As we’ll need to repeat this dataframe creation for each sub-list in our parsed list, we’ll put it in a for loop and append each dataframe to a list.

def import_files_into_dataframe(files_as_list):
    list_of_dataframes = []
    for sublist in parsed_list:
        month_df = pd.concat(map(pd.read_csv, sublist))
        list_of_dataframes.append(month_df)
    return list_of_dataframes

We can now pick out the max value from each dataframe in a simple way.

def get_max_values(list_of_dataframes):
    list_of_max_values = []
    for dataframe in list_of_dataframes:
       month_max = dataframe.max()
       list_of_max_values.append(month_max)
    return list_of_max_values

Writing Results#

Our results lie in the list_of_max_values result from the get_max_values() function. We can more simply write all lines of this dataframe to a single file, meaning we only need to open and close it once instead of opening and closing the file in each for loop.

with open('summary.csv', 'a') as outfile:
    outfile.write(list_of_max_values)

Make it idempotent#

A script should yield the same results if called on the same conditions. In our case, the write statement is appending data to our summary.csv file.

We initially opened in append mode because opening in write mode would overwrite the results of the previous month with those from the current month during each new loop.

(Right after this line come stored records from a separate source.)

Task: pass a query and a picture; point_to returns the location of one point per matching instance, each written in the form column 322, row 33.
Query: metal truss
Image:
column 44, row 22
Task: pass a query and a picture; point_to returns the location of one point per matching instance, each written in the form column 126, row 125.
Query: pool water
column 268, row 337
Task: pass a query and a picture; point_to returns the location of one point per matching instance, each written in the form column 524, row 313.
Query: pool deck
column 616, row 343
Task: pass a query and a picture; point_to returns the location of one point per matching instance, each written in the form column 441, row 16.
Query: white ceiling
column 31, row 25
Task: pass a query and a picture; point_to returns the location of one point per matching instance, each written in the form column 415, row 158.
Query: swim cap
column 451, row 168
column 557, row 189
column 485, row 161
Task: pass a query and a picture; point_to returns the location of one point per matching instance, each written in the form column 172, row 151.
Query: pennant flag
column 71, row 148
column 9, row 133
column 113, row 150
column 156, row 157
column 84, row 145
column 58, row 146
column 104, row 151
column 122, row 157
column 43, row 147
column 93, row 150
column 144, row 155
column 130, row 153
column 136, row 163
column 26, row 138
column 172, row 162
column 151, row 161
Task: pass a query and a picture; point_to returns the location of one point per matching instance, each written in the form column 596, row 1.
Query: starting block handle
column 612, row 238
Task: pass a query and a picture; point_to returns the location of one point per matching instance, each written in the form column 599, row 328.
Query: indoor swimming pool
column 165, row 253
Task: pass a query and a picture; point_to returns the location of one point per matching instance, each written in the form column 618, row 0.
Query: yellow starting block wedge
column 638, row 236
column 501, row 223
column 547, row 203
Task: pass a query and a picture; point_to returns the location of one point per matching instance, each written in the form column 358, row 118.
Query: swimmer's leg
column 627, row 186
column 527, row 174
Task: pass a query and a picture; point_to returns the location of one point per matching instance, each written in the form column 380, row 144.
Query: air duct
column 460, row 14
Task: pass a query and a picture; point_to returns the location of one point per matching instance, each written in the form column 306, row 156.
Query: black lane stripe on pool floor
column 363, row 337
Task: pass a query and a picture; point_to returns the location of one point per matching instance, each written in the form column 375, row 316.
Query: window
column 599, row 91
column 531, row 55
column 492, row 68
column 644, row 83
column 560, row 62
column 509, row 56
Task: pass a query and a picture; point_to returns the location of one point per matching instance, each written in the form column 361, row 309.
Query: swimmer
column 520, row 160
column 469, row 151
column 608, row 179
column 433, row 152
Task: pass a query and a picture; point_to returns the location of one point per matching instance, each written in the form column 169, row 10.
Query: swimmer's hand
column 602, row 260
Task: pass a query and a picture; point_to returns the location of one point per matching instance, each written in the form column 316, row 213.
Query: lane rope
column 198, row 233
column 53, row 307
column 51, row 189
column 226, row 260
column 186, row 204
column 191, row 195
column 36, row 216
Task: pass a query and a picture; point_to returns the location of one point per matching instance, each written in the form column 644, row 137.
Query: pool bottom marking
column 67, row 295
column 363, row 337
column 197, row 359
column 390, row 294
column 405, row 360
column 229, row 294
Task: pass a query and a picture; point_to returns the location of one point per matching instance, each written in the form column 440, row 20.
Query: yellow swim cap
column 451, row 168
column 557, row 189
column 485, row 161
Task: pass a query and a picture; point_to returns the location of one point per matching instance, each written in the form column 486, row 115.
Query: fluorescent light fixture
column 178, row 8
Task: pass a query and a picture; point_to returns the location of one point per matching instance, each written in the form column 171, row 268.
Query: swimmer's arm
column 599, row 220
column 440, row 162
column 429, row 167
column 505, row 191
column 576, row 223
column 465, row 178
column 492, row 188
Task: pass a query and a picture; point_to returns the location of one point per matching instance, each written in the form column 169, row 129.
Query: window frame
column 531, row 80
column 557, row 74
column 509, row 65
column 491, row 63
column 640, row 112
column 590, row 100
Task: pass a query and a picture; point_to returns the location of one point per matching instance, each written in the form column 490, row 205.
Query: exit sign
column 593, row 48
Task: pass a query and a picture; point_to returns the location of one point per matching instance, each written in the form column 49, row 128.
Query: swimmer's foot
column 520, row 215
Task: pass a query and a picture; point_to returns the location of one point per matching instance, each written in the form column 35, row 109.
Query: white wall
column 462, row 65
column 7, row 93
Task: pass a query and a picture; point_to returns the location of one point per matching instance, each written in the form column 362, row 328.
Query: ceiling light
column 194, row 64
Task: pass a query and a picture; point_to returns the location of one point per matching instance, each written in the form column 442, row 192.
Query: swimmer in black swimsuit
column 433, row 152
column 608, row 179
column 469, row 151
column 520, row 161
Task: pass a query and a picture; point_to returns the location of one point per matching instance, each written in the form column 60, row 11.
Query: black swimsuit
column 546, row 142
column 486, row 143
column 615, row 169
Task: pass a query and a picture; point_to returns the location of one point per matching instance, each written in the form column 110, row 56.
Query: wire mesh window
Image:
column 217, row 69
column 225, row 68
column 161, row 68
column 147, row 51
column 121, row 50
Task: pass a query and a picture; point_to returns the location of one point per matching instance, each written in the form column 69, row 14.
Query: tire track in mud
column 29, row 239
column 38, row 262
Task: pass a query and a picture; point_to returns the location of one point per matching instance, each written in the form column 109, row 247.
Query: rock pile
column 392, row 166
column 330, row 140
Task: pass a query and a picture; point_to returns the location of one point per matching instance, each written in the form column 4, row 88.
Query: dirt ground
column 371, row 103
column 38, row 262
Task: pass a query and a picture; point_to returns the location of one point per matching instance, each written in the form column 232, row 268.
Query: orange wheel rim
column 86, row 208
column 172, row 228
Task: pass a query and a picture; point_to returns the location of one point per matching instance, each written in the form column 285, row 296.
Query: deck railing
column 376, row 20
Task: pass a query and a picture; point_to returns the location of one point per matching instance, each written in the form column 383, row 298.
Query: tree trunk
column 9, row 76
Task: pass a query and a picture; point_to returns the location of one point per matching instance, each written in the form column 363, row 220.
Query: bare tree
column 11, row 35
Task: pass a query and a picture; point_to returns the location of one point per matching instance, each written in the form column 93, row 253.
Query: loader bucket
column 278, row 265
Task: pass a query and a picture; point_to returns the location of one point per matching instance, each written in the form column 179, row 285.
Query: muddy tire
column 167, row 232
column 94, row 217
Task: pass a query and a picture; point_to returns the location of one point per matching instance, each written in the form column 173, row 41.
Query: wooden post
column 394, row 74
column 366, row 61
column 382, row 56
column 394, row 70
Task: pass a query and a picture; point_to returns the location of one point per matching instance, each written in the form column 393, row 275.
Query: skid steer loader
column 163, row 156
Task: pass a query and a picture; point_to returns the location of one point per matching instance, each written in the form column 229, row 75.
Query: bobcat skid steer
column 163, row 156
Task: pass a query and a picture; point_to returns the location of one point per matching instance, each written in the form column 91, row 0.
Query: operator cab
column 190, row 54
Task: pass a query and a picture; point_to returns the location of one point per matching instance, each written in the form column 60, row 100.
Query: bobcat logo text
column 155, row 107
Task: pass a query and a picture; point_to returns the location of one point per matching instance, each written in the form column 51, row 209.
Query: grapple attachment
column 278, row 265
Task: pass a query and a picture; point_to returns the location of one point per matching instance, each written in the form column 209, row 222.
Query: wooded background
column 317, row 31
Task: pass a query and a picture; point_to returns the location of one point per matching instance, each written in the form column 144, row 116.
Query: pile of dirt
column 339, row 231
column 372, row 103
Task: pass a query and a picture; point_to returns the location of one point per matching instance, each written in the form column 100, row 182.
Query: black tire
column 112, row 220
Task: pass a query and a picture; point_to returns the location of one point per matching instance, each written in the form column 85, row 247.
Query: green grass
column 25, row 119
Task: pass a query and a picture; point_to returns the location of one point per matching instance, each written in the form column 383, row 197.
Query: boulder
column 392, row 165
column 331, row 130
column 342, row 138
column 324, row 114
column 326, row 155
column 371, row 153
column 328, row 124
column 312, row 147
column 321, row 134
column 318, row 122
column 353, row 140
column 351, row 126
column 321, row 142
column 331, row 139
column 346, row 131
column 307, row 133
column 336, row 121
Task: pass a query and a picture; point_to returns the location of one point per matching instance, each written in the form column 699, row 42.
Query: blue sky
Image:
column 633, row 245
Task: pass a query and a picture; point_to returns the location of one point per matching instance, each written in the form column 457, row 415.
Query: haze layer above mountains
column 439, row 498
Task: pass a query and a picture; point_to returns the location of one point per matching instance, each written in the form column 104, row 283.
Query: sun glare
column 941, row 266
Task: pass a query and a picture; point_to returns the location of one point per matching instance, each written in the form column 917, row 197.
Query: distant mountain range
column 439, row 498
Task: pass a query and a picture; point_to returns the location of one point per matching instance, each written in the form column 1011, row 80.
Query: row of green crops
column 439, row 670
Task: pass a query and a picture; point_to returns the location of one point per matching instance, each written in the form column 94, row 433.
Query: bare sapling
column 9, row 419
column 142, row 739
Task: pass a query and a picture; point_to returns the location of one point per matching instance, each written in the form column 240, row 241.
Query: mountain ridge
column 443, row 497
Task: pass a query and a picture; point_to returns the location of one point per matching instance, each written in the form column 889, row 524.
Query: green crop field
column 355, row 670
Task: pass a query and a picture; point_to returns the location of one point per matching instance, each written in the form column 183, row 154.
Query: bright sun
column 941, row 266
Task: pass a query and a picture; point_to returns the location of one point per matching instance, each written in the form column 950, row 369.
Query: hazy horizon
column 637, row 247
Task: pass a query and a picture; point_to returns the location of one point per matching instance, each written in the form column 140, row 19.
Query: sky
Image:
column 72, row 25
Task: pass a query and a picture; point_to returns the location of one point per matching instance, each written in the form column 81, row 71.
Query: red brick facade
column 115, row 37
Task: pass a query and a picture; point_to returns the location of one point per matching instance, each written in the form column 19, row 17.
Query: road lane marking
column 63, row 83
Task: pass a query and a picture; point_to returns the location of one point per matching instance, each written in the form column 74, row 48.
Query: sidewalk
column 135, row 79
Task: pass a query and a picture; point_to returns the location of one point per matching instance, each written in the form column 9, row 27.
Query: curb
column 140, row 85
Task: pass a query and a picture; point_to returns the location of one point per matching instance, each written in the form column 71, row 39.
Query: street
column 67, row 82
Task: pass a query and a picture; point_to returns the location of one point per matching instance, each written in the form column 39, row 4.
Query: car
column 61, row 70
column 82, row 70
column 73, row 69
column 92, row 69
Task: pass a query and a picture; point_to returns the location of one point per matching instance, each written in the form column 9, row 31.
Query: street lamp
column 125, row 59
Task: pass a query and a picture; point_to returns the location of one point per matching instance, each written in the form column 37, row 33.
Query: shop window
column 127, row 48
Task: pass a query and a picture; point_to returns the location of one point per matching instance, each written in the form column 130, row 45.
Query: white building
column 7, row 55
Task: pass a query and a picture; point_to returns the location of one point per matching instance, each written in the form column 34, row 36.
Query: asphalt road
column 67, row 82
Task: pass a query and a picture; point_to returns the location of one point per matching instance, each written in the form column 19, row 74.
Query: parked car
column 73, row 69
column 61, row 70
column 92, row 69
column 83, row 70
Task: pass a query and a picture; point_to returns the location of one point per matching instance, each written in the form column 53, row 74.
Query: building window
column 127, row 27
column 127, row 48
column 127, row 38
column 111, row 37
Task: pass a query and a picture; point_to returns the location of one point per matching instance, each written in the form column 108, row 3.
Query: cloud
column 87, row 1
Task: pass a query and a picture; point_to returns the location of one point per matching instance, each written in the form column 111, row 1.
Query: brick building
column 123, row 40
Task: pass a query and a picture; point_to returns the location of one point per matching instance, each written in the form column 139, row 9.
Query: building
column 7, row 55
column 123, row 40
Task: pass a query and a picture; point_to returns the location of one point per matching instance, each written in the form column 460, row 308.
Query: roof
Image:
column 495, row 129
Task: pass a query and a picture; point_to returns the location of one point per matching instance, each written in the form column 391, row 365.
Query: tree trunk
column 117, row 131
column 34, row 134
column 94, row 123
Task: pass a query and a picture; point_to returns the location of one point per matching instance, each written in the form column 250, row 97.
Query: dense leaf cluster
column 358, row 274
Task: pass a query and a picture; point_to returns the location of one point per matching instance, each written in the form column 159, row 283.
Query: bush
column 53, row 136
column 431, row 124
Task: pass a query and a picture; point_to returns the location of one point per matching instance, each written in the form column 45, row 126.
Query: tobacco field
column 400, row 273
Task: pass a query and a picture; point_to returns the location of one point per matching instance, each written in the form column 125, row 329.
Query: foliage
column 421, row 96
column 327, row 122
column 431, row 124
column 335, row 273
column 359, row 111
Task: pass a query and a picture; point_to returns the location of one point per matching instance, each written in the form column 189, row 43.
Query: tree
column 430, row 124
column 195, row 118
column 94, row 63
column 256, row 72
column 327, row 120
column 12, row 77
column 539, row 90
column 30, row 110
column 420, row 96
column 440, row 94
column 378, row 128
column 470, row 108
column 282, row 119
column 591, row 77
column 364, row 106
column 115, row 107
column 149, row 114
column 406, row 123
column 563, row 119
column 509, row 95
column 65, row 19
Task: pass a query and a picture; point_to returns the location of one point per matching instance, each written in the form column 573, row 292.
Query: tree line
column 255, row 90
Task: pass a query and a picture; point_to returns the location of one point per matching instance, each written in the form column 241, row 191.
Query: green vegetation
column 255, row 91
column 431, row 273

There are two potential solutions to this problem:

  1. Write all of the columns of the dataframe in one step, overwriting the existing contents from previous runs.

  2. Append only new data to the results.

Instructions#

Task

Make improvements to your find_max.py file to make use of functions.

You may use the sample solution at the beginning of this lesson as a starting point. Consider incorporating the suggested improvements outlined above by filling in the logic for the functions declared in the outline.

The find_max.py script should do the following by default:

  • Gather all files in room-temp/ and high-temp/ folders

  • Sort files based on month

  • Find the maxiumum spectroscopic count of each month

  • Write the results to summary.csv in the same order the files were grouped

Once all of your functions are defined, see if you can execute the main logic of the above pipeline in 10 lines of code or less.

Challenge

Extend the find_max.py script to append uniquely new results to summary.csv instead of overwriting on each execution.